# Got a bargain on Ebay today



## macfixer01 (May 4, 2015)

I occasionally buy a gold coin here or there on Ebay when a decent deal comes along. I noticed yesterday Apmex was selling English Sovereigns for around $307 and they had gone up to $309.19 USD today due to changes in the spot price. Their actual gold weight is .2354 troy ounce so each is worth about $279.63 at the current $1187.90 spot price. The interesting point is Apmex didn't list them under the bullion category, so they are still eligible to earn Ebay Bucks which would normally be a rebate of $6.18 each. They should also be eligible for Ebates too I believe?

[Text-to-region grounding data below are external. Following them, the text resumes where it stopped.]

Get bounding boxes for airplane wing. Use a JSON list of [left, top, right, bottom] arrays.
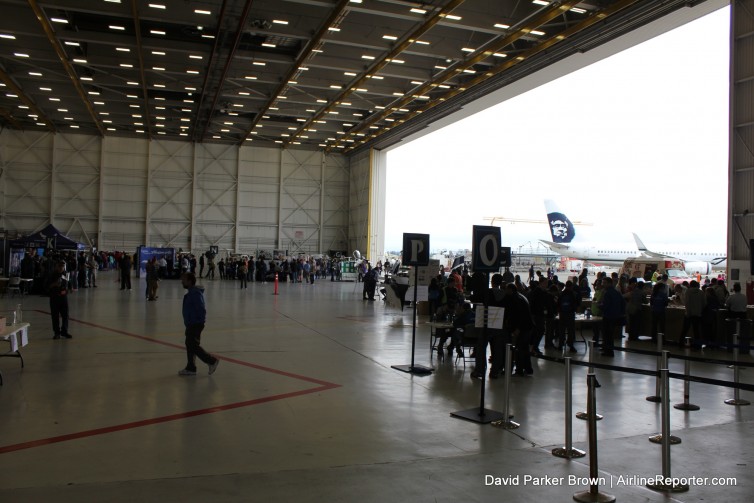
[[539, 239, 570, 253]]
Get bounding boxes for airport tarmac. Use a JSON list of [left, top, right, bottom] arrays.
[[0, 273, 751, 502]]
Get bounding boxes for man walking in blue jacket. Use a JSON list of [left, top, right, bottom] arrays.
[[179, 272, 220, 376]]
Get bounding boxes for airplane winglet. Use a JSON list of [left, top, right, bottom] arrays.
[[632, 233, 648, 251]]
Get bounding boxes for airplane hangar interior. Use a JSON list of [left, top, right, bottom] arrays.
[[1, 0, 753, 501]]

Coincidentally Ebay sent me a special email offer today on my secondary account which I don't use much, and set up mainly in case I ever decided to sell again. They offered up to 4X Ebay Bucks today and tomorrow for items selling over $100. So I bought 2 of the sovereigns and will get back $49.44 in Ebay Bucks. Since I also had logged into Ebates first I'm hoping to get another 1% rebate from them, but their rebates take awhile to show up so that part is uncertain as yet. All in all, this should get me pretty close to spot price.

If anyone else got an offer from Ebay or is otherwise interested, here is a link to the auction:

http://www.ebay.com/itm/111521990162

macfixer01


----------